Day at the Beach
The sounds of laughter, shouts and excited yells drew him. From their hotel room, it was a short walk to the ocean, and from there, the boardwalk. He was able to see from his vantagepoint that the span of road had at one time been part of a thoroughfare, now blocked from traffic.
With a glance over his shoulder, knowing his guardian was still sequestered in meetings, he zipped his jacket against the wind and stepped out onto the sidewalk. Though his legs weren’t long, he was there in moments; standing on the fringe, the invisible line that divided the rest of the town from the quarter-mile carnival beckoned as well as repulsed him. It was the smell of a confection vendor that finally made him turn. He’d had his fill of sour sweets, and fun with bitter ends.
From the railing he had been standing at, a set of concrete stairs led away from the street, and down to the beach. The mid-autumn day was too cool for many, and only the occasional body could be spotted dotting the waves; even fewer dotted the sands.
He crossed to the halfway point, eyes watching the surfers fight the ocean to a pick-up point, ride the waves, and even a few as they crashed in spectacular flips of board and flesh. It wasn’t the first beach he’d stood on only watching, but there’d never been enough time to learn. Hawaii was too many years ago; Sydney had been just months, but the reason behind their visit down under kept his curiosity in check.
Though the wind was slight, the air was heavy with salt and tinged with a dead fish smell that lingered on beaches everywhere. Occasionally when the wind shifted, a hint of cotton candy, popcorn or hot dogs waft to him.
Japan he didn’t remember, though he’d been told he was born there, lived there for his first four years. He knew his parents had died there in the unrest from the Korean War years. His guardian had been a fellow soldier, an officer in the Special Forces unit his father served in. Other than an orphanage, there had been no one else.
Guam he remembered for its teeming population, the heat and the jumble of languages. England had been cold, but he knew they’d only been there a few weeks in mid-winter, and stayed at an isolated base to the north. One day he’d have to go back, and see what else it had to offer. There’d been other places; sometimes they stayed longer than a few weeks, sometimes even months.
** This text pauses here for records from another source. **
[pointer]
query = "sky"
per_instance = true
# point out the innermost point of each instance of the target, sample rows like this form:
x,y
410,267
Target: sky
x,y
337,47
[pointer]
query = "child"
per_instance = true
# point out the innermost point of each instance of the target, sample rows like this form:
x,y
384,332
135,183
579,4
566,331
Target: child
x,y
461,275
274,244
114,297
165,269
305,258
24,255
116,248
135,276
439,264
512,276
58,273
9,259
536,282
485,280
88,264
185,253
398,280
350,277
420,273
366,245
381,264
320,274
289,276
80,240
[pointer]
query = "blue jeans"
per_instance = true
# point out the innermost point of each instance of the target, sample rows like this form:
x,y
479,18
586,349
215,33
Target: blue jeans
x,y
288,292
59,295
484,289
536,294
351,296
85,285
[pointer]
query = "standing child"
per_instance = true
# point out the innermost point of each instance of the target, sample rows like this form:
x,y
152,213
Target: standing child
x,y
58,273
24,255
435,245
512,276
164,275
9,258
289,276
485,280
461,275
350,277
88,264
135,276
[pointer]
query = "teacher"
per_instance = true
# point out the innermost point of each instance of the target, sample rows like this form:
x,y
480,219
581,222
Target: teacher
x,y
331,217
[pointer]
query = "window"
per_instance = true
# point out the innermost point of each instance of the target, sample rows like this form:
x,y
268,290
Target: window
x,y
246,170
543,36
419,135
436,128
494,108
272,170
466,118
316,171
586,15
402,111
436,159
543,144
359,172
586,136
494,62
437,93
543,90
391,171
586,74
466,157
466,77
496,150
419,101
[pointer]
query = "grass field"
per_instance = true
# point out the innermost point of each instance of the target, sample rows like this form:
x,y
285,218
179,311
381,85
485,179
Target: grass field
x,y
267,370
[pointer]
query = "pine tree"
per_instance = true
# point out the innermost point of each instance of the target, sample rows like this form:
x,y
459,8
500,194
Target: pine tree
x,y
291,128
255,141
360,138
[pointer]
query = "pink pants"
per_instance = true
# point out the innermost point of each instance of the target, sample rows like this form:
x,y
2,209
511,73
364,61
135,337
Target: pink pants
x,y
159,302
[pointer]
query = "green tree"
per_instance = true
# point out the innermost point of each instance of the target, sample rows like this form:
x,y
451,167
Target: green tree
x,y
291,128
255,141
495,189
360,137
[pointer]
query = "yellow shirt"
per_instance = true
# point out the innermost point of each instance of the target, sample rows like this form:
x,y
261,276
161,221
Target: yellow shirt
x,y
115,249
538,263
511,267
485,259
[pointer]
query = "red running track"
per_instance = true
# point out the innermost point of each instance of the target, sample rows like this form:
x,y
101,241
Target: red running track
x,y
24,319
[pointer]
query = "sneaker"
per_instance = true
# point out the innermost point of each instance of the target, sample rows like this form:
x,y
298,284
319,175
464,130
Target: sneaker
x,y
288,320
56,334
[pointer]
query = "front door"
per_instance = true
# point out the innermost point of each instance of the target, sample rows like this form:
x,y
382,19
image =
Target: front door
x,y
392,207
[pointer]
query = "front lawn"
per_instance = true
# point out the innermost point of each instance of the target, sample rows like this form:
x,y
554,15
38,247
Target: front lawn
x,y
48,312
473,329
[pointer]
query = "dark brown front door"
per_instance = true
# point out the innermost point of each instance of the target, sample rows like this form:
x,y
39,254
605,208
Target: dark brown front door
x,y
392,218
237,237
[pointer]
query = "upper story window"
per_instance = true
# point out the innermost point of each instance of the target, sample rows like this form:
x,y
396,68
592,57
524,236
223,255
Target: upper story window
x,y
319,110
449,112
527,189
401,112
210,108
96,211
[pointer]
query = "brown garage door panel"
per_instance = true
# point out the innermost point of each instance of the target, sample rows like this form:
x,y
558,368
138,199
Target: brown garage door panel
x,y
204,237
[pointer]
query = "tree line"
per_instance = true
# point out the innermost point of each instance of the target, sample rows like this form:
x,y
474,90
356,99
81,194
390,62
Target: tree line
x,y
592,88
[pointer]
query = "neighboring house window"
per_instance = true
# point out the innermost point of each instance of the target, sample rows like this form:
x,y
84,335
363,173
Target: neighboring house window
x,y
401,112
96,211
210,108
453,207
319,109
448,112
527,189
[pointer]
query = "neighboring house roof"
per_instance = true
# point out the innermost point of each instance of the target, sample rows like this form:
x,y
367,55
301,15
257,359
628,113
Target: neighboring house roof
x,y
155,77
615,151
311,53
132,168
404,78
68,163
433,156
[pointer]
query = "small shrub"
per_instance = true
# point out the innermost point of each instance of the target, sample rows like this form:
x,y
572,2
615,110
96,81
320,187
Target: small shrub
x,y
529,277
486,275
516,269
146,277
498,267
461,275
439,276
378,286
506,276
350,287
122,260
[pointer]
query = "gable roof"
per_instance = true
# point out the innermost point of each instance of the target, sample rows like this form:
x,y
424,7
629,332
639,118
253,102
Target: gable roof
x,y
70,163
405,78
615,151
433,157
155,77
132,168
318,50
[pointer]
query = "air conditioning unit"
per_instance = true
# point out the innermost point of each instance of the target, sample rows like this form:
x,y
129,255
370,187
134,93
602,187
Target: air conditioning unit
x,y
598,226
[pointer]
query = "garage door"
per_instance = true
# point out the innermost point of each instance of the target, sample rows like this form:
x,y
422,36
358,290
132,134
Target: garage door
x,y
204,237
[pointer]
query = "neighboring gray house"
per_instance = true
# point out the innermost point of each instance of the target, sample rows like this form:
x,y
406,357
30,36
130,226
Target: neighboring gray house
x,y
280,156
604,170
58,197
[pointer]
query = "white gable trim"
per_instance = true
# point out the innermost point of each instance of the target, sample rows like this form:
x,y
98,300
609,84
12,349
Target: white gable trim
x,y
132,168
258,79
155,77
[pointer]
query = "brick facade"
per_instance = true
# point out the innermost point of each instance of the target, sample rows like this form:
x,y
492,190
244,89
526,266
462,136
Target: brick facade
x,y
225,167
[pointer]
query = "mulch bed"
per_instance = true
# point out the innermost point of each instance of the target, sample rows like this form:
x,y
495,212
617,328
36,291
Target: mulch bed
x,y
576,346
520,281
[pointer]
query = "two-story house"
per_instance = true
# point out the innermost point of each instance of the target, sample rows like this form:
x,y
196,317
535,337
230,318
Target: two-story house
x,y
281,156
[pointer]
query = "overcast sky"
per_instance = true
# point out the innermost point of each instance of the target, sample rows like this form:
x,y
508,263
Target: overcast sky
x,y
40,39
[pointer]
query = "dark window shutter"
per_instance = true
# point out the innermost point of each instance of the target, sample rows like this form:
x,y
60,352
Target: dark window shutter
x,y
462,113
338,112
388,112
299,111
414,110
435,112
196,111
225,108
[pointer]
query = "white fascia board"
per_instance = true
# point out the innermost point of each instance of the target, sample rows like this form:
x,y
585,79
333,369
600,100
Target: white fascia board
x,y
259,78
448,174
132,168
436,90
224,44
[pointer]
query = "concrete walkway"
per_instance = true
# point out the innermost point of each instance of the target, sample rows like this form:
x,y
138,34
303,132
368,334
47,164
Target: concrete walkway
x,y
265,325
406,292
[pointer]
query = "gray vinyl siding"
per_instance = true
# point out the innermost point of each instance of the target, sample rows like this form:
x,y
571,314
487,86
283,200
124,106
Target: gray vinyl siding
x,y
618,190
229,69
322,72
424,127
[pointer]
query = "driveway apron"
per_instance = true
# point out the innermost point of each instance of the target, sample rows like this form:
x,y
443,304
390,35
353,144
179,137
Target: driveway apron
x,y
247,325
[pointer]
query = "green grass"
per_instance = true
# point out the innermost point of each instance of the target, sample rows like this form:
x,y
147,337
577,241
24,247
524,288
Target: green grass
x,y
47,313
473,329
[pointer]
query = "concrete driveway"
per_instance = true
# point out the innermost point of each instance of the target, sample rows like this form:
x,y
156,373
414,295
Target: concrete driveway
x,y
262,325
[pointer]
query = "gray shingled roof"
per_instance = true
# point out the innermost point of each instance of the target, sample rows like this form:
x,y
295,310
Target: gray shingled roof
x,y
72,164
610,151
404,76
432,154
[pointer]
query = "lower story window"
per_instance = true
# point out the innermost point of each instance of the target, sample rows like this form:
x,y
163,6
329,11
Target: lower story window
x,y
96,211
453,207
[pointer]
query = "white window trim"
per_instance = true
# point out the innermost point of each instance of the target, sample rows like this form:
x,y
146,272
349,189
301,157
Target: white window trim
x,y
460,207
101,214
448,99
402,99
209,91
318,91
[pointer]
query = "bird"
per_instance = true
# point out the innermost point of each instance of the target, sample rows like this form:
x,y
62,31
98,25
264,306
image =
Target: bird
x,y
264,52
His European tour was dotted in unusual locales; his Asian tour even more so. He knew they’d been in Russia, though it was never spoke of. There’d been business there, and he never left the consulate.
Two more years and he’d be able to make his own decisions -where to go, what to do, how to live. His guardian spoke of the war heating up in one of the Asian countries they’d spent over a year in. A place he remembered for its people, their music and the constant threat of death. He was offered college; he knew he would join the Army.
He turned at the yell behind him. A disc flew straight for his head, and he snatched it from the air without thought. A young man was running toward him, waving an arm in the air. And he flipped it back. The man’s companion demanded an accounting for being so weak. With a laugh and a shout of "thanks", the man ran back to rejoin his friend.
Shoving his hands in his jacket pocket, he began to walk along the shoreline, just out of reach of the waves. One day, when plans, schemes and operations weren’t being discussed, he’d like to come back to this place. He stopped and looked back over his shoulder to watch the two men tossing the Frisbee at one another. Maybe he’d have time then, to learn to surf, to play a game, to cross invisible lines.